I just spent the last six days eating squash casserole. Now I love squash casserole and when the pattypans were calling my name at the market this week, I succumbed. I love them prepared just about any way, but decided I hadn’t had my favorite squash casserole in a long time.

So, I pulled out my grandmother’s recipe and proceeded to steam 6 cups squash, saute a whole onion, and mix everything together with three eggs and a cup of shredded cheddar. Topped it with panko breakcrumbs and baked it. It was absolutely heavenly. But it was enough for four to six people.

Don’t get me wrong. I love leftovers (I get teased for eating last night’s dinner leftovers for breakfast), but there needs to be a limit. It didn’t even occur to me to reduce the amounts in the recipe. I could have easily cut this recipe down to feed two people.

I happen to have a lovely husband who eats my cooking readily (but not squash casserole). He and I cook together and often enjoy leftovers together. But sometimes, we just make too much food and I have to give some of it away. I don’t mind doing that, but I have to be careful not to sell it as “leftovers”. That kind of puts people off. So, I try to let people know that I simply made too much and am sharing with them.
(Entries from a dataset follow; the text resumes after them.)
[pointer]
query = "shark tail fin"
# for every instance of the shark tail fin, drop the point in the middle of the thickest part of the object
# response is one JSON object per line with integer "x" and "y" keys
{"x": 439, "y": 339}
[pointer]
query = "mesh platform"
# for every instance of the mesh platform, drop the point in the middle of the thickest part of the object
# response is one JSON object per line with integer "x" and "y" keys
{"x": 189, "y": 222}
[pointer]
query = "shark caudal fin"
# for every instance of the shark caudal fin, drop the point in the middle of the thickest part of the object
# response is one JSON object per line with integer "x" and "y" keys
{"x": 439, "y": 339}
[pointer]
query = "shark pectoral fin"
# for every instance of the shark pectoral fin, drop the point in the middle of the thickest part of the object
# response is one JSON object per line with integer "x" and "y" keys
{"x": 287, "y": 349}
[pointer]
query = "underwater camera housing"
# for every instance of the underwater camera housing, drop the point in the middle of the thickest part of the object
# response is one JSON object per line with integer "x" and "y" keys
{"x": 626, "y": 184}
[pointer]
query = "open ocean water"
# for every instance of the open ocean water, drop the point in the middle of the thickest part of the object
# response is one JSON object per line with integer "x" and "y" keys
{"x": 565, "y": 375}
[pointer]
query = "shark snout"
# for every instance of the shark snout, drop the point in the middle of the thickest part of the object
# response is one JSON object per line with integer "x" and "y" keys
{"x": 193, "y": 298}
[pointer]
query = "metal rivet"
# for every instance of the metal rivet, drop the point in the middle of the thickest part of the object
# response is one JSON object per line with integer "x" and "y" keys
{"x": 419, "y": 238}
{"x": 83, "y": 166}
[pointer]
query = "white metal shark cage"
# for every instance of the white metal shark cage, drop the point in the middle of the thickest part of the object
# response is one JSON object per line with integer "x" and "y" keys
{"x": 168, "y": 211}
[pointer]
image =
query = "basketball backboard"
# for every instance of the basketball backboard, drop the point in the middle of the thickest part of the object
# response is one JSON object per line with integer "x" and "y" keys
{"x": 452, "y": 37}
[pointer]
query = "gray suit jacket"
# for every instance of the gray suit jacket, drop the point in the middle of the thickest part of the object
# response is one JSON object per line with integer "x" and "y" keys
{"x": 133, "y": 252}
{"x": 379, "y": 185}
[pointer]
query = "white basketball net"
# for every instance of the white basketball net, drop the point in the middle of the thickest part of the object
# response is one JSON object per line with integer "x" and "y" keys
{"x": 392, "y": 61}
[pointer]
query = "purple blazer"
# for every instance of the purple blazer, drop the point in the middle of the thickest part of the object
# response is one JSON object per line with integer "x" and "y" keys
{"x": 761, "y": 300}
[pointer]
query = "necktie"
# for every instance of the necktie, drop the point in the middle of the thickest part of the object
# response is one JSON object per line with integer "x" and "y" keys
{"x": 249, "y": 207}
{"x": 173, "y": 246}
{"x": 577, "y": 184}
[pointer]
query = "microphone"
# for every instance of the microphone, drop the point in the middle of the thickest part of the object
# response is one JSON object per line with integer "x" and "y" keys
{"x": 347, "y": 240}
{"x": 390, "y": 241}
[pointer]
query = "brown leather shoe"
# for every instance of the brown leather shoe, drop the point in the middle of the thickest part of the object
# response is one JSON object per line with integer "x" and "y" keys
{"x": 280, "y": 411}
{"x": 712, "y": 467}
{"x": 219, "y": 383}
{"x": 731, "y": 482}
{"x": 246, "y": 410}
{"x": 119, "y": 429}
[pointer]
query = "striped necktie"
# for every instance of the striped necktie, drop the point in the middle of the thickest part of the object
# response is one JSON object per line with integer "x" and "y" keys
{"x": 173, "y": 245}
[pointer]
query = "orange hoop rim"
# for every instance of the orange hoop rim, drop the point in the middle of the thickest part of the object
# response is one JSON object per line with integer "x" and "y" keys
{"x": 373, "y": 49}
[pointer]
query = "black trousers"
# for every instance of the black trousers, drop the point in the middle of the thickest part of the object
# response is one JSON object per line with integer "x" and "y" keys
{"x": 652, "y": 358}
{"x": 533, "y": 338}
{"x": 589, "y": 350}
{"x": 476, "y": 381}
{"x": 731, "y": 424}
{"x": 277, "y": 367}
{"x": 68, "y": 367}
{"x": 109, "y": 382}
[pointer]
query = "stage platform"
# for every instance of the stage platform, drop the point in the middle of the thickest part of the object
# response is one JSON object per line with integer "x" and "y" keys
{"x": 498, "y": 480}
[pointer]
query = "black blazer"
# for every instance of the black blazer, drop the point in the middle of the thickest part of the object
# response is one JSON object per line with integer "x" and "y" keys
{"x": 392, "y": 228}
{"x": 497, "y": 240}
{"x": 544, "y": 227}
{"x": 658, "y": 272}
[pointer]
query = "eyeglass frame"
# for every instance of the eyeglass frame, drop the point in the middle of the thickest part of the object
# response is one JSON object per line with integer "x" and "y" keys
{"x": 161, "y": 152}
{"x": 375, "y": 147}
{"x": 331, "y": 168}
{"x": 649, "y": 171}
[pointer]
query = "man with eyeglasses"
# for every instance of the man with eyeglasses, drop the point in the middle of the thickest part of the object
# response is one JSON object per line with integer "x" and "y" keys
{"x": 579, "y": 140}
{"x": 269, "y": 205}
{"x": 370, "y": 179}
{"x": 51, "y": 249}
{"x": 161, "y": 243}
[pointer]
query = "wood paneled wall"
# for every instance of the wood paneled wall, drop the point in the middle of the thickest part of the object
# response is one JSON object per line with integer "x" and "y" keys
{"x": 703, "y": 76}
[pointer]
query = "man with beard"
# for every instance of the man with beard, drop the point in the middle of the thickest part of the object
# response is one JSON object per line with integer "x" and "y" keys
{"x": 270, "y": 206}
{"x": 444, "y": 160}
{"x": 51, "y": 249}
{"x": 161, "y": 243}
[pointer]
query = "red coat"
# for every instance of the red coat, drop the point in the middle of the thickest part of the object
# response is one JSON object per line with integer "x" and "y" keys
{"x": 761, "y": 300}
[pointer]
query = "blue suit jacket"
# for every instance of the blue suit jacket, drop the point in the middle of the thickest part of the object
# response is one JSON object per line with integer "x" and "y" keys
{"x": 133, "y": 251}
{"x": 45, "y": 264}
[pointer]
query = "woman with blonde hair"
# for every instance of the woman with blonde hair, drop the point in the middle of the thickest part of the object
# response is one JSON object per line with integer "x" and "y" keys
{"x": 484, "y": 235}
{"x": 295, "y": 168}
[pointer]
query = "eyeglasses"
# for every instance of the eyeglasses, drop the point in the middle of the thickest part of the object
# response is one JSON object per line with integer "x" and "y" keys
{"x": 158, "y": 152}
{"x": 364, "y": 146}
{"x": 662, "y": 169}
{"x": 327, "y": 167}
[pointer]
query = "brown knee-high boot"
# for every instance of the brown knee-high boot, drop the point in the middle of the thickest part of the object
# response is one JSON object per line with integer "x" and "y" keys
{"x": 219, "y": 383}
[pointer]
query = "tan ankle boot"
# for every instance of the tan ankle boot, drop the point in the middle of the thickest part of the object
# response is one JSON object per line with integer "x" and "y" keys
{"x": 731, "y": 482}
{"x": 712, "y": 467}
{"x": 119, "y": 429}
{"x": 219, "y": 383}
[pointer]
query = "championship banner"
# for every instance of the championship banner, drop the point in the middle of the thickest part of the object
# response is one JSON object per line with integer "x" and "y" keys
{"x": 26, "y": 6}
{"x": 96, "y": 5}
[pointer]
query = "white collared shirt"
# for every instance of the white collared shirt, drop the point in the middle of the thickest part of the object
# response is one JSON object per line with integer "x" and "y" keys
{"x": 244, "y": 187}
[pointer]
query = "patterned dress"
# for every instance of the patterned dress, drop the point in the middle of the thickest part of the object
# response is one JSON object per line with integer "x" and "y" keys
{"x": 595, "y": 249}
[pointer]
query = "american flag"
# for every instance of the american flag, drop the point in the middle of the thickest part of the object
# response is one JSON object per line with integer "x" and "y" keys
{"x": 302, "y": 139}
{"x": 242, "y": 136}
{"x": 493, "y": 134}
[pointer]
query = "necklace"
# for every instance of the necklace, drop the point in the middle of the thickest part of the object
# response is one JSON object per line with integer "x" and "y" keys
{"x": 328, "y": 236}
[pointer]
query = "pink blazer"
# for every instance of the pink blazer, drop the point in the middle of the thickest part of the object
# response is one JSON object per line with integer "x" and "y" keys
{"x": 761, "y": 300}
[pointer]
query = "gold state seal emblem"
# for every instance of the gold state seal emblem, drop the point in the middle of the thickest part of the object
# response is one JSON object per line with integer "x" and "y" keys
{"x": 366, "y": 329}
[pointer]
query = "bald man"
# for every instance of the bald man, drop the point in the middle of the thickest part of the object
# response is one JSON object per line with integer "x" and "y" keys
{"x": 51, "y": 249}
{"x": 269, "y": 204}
One of my projects this winter when I’m housebound is to take all my favorite recipes and convert them for two people. I can do this when I’m actually doing the cooking, but sometimes (see squash casserole above) I get so enthusiastic about the actual cooking that I forget to reduce amounts.

This isn’t a problem when I’m just cooking from my head because I naturally lean toward cooking just enough for two of us. But I do use recipes and this can be a problem (see squash casserole above).

To end the story, after several days of leftover baked squash, I couldn’t face one more day of it. So my dog reaped the benefits of squash and cheese. She loves it when I make too much food.